Vasa Park and its “park aunties” came to play an important role in this regard. That was Astrid’s term for the mothers around her age, especially Alli Viridén and Elsa Gullander, whom she got to know in 1934–35, when they would go for walks with their strollers and sit on the benches around the playground in Vasa Park. Her first meeting with Alli Viridén, Astrid Lindgren later recalled, gave little indication that they would become friends. Alli’s little girl, named Margareta but never called anything but Matte, seemed unusually precocious, and Astrid asked one day how old she was. Her mother’s answer was so guarded that Astrid promised herself she would never approach her again.
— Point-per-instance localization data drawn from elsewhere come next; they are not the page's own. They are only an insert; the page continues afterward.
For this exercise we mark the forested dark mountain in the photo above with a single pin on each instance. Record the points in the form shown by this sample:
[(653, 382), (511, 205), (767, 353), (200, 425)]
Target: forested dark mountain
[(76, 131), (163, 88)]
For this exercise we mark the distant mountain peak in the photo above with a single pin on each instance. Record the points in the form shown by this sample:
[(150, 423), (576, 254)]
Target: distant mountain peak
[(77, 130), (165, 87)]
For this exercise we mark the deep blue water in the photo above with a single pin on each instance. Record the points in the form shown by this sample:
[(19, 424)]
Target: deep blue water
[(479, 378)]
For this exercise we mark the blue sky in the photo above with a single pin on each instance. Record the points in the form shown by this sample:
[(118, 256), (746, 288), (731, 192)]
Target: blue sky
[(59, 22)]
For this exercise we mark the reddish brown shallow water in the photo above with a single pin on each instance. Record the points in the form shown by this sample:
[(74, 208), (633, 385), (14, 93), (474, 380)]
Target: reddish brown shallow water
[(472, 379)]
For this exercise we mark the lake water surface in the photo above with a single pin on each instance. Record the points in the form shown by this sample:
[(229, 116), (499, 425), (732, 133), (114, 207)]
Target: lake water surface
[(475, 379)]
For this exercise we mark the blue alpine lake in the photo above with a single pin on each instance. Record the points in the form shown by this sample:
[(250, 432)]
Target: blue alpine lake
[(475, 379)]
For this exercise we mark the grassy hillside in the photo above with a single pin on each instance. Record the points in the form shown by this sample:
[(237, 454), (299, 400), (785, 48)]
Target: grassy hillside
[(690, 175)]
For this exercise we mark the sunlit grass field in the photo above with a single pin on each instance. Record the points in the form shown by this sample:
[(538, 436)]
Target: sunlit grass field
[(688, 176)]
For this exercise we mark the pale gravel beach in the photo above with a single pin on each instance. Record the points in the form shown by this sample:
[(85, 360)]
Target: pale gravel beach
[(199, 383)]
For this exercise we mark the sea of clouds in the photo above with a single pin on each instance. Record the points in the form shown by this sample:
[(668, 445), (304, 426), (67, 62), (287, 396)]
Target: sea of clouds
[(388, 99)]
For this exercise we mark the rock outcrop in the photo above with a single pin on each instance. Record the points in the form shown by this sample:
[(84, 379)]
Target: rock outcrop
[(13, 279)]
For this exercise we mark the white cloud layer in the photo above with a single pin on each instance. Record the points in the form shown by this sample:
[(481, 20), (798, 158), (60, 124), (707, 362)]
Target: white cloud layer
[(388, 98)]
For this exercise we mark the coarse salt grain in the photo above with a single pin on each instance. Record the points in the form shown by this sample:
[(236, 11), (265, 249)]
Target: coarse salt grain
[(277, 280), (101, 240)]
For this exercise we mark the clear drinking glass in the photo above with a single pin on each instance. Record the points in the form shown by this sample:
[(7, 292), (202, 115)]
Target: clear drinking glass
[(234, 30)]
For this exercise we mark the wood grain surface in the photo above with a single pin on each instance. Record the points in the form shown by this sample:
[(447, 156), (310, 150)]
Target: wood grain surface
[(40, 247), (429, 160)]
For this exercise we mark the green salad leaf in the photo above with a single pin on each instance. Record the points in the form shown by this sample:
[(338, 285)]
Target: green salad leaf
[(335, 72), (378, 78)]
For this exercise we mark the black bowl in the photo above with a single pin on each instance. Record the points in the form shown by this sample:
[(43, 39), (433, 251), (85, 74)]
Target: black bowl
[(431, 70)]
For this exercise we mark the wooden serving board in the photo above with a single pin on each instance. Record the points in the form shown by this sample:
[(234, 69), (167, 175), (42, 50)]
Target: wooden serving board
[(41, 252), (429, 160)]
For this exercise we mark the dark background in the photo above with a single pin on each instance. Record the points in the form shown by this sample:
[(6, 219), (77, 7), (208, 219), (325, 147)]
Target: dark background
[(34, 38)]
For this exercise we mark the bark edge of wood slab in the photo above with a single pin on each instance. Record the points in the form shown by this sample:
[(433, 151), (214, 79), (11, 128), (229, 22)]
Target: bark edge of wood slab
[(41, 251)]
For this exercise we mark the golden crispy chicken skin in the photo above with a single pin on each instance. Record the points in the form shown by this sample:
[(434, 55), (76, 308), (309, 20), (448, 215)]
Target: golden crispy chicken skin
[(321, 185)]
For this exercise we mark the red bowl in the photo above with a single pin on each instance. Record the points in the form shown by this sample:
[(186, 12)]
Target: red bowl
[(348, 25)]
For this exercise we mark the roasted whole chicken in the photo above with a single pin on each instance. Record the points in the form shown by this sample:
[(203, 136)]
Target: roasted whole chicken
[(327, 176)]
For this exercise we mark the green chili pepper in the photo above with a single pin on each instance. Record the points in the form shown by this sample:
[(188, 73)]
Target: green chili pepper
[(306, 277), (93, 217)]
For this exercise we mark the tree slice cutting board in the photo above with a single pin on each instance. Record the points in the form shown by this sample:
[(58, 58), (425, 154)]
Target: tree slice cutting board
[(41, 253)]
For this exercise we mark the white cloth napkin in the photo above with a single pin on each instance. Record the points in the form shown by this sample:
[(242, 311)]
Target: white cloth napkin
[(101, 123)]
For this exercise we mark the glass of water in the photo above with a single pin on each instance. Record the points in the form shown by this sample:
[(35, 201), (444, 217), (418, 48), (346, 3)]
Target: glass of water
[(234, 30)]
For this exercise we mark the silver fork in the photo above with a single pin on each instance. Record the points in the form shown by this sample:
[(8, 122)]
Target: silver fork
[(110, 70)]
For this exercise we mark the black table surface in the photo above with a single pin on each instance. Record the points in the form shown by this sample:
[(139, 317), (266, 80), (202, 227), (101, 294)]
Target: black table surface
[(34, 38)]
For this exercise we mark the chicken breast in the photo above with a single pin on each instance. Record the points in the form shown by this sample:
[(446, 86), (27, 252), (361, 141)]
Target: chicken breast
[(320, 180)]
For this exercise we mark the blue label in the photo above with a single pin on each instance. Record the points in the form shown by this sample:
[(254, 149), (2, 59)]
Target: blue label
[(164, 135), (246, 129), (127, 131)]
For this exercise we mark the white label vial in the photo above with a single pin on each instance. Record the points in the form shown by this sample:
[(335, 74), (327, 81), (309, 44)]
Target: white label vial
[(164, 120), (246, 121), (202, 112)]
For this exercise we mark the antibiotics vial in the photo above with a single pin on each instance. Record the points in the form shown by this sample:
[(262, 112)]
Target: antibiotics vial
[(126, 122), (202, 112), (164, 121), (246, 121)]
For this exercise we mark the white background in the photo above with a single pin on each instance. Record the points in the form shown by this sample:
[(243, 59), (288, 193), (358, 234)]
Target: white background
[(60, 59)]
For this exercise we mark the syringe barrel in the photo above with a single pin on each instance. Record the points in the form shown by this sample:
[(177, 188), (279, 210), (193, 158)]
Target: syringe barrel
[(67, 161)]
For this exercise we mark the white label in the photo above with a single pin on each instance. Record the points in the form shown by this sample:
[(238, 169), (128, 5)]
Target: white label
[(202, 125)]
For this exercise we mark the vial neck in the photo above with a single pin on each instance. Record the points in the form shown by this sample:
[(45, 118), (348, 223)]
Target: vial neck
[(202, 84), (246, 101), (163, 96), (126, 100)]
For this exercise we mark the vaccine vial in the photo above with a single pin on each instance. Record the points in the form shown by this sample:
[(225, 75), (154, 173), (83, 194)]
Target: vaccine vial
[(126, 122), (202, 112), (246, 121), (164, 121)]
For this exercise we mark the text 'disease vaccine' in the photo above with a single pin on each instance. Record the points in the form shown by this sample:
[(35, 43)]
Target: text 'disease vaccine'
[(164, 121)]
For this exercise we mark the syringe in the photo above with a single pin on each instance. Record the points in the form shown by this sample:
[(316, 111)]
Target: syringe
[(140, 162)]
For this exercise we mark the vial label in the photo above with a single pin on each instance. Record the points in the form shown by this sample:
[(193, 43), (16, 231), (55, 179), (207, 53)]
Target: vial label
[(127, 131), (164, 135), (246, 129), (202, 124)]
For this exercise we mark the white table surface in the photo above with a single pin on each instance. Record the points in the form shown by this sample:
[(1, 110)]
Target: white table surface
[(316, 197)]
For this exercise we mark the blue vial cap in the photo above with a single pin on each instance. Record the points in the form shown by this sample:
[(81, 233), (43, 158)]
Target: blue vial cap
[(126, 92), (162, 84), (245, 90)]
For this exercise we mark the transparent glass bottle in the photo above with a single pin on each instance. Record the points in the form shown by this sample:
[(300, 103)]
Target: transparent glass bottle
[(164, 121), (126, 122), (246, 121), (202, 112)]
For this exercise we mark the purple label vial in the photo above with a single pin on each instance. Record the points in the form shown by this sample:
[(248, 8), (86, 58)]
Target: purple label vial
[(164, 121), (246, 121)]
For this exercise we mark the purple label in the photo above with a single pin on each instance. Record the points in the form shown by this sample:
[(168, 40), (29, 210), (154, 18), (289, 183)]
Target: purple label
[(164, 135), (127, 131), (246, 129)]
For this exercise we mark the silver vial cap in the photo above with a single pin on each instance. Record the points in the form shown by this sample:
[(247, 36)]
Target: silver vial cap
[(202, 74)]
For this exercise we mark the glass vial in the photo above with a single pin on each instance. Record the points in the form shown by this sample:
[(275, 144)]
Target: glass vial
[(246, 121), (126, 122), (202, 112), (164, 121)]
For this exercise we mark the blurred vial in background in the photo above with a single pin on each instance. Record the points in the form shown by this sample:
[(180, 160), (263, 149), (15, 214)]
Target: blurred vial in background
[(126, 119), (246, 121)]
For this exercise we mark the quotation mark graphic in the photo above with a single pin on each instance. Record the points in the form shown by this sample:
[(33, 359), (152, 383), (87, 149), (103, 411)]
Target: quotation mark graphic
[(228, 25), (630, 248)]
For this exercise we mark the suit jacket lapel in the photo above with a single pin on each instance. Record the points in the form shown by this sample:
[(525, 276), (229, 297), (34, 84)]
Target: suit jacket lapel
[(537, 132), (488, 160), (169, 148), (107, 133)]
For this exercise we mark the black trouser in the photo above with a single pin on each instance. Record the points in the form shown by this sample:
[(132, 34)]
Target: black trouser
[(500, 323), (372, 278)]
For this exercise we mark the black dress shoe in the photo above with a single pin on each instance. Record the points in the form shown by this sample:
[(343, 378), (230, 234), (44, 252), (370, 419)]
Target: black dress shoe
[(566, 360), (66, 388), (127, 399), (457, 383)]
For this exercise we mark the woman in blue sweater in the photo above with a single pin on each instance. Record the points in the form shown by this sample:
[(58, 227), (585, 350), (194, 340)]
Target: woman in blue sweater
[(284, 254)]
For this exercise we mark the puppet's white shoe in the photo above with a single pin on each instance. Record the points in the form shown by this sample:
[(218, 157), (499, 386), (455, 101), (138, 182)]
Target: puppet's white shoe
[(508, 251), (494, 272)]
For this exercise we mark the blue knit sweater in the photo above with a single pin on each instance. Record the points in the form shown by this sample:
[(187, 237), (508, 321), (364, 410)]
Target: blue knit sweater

But a few days afterward they began talking and took a stroll around the park with their strollers, chatting about children, family, and society.
Gradually these walks around the park became a tradition, continuing—eventually without the strollers—for nearly sixty years. By that point their daughters had long since grown up, of course, and had children of their own, but Alli and Astrid, who both lived near the rolling park with its rock formations and dense, ancient trees, kept arranging to meet there, among new generations of parents and children. Such trips had their own predetermined choreography, recalls Karin Nyman. Astrid, coming from Dalagatan, approached the park from the east, while Alli approached from the west, through St. Eriksplan and Atlas; they always met in the middle, where the wide gravel paths crossed, between the old candelabra-shaped linden trees and the playground.